İşte Allah (c.c.’a itaat eden ve hayırlarda yarışan bir çerçevede yetişti Hz. Meryem. Bu öyle bir çevreydi ki o, tabiat kanunları doğrultusunda yaşam sürdürmekten daha çok, İlahî himayenin gözetiminde yaşam sürmekteydi. Bu sebeple, ergenlik çağına geldikten sonra Meryem’in aklına bile gelmeyecek bir hitapla meleklerin ona gelmesinde hiçbir gariplik yoktur.
Melekler demişlerdi ki: Ey Meryem! Allah sana kendisinden bir Kelime’yi müjdeliyor; Adı Meryem oğlu İsa’dır. Mesih’tir; dünyada da, ahirette de itibarlı ve Allah’ın kendisine yakın kıldıklarındandır. O, salihlerden olarak, beşikte iken ve yetişkinlik halinde insanlara konuşacak. Meryem: Rabbim! dedi, bana bir erkek eli değmediği halde nasıl çocuğum olur? Allah şöyle buyurdu: İşte böyledir, Allah dilediğini yaratır. Bir işe hükmedince ona sadece “Ol” der; o da hemen oluverir (Al-i İmran Suresi 45-47)
İşte böylece Hz. Meryem korkunç bir tecrübenin içine girmiş ve her bakire kızın kendisinden utanacağı ve ölümü temenni edeceği bir sorumluluk yüklenmiş oldu. Ne var ki Allah (c.c.)’ın kelimesi tamamlanmıştı. Böylece Meryem oğlu İsa (a.s.) esrarengiz bir şekilde doğdu.
Hz. İsa (a.s.), hatalarını düzeltmek, gururlarını kırmak ve mütevazi bir ibadetle Allah (c.c)’a ve insanlara karşı yumuşak kalpli olmalarını sağlamak için, İsrailoğullarına peygamber olarak gönderildi. İnsanlar, Hz.

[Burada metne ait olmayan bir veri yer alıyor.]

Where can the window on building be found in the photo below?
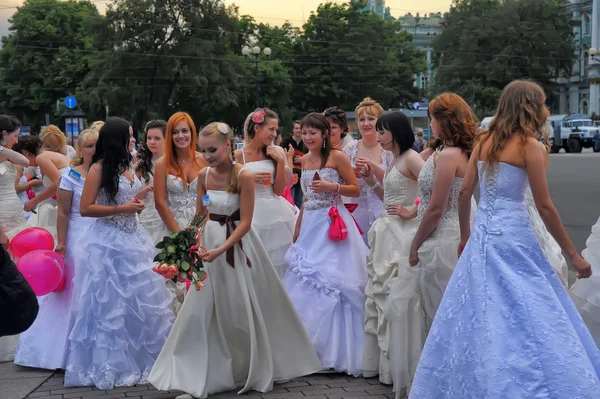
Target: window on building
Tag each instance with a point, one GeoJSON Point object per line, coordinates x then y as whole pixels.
{"type": "Point", "coordinates": [587, 26]}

Meryem’in doğup büyüdüğü nübüvvet evine saygı gösteriyorlar, şeref, asalet ve fazilet bakı-mından oğlunun anlattığı şeyleri ve hayatında gerçekleşen rahmet ve nimetleri takdir ediyorlardı. Ancak İsrailoğulları’nın ise kendilerine has başka bir konumu vardı.
Onlar gözlerinin önünde gerçekleşen mucizeyi inkar et-tiler. O (a.s)’nun peygamberliğini kabul etmediler ve kendi inkarcılıklarına kötülüklerin en kötüsü olan başka bir şüpheyi daha eklediler; Hz. İsa (a.s)’nın doğumunun ilahi bir mucize değil, aksine Meryem’in, kendisine evlenme teklifi yapan Yusuf enNeccâr ismindeki bir kişi ile işlemiş olduğu İnsanî bir suç olduğunu iddia ettiler. Böylece inkarcılıklarının yanına, bir de iftiracılıklarını eklediler.
Problem gayet basit ve fark çok açıktır. Önemli olan Hz İsa (a.s.)’nın, tanrı ya da tanrının oğlu değil, Allah (c.c.)’ın kulu ve Resulü olduğuna kesin olarak inanmaktır.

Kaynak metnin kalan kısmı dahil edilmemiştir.